I finally read it.
I picked it up in Provo along with a cupcake from The Sweet Tooth Fairy Bakery–I thought it fitting since Nie is such a big fan. I was secretly hoping she would show up to get some cupcakes just as I was picking out this Somoa one.
This is the first book I have read since maybe even before I was pregnant. I couldn’t put it down. Even though I knew a bunch of it, reading it from her voice, on these pages, was a wonderful experience.
Not that mine (or barely anyone’s) adversity is anything close to hers, I did find my own sense of hope in reading through her trials. Both of us experienced life changing events in 2008. I was always inspired when I went to her blog and read about her latest triumph or failure. I felt like someone understood me.
Which reminded me that this was the first time, the anniversary of HB08 came and went and I didn’t even think about it–my mind did not even go there or land on it or spend one second on it. That is progress.
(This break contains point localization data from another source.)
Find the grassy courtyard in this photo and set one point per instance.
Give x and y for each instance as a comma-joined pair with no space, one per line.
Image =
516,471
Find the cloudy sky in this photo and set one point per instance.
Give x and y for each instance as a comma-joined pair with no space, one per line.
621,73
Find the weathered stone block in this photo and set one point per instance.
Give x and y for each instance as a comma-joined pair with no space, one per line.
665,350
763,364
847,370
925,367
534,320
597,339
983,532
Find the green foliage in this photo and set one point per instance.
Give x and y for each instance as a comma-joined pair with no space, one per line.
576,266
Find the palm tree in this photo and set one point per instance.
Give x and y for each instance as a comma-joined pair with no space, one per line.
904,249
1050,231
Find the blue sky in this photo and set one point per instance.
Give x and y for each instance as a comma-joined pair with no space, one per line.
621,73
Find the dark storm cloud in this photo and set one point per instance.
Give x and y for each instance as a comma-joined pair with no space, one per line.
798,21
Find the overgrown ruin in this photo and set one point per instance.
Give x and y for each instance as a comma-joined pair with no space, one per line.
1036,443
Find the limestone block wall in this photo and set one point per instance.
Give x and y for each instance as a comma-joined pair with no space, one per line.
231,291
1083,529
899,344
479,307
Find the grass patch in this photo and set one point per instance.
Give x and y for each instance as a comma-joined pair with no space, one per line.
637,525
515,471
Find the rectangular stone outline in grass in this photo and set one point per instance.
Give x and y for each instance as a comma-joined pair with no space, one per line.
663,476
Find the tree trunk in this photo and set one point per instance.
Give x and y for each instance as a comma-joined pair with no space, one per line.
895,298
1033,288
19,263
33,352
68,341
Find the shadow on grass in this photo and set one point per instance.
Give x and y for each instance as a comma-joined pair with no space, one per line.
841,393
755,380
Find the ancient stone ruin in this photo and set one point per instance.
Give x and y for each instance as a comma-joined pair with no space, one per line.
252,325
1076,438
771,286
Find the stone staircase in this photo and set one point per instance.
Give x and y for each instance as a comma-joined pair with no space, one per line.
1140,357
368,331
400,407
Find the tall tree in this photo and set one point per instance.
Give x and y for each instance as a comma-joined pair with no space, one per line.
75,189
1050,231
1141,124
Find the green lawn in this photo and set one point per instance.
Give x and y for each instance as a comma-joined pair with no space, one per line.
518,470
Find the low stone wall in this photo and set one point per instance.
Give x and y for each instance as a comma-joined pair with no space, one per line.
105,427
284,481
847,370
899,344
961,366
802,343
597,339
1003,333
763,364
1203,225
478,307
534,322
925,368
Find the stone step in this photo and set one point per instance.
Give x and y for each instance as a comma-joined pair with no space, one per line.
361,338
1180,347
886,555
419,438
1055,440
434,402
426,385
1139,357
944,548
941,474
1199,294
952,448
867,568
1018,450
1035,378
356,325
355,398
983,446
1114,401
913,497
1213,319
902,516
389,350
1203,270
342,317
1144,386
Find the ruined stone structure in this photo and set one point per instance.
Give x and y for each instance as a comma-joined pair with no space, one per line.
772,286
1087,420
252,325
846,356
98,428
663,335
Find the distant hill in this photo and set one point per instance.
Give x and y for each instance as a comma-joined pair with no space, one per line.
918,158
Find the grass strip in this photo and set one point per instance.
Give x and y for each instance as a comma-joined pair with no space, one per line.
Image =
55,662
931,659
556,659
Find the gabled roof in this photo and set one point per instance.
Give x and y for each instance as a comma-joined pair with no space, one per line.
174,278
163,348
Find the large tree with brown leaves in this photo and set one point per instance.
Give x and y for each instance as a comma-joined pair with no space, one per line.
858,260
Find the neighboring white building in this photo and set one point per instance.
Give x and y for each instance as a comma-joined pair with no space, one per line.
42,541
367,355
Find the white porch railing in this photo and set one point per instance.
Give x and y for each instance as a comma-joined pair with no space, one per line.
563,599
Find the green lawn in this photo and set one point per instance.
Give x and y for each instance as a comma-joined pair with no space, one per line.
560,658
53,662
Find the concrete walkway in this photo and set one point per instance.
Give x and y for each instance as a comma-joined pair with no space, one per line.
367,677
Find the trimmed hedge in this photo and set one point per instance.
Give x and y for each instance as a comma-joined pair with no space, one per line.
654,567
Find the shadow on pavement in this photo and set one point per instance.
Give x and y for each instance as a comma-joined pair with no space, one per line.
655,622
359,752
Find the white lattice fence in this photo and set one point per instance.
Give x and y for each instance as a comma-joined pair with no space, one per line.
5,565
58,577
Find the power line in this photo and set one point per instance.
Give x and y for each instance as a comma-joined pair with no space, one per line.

I am so grateful for time and healing and moving forward and progress and learning from the past. I was so excited to learn that Nie Nie was expecting a baby girl around the same time as me. Our little Phoenix babies rising from the ashes of our cleansing experiences. Every time I see her baby on Instagram, I am so happy for both of us all over again. Our bodies–healing, growing, creating more little people. Stephanie Nielsen, I doubt you will ever read this post, but in the event you do, thank you for writing this book, your blog and continuing to inspire me to be a better woman.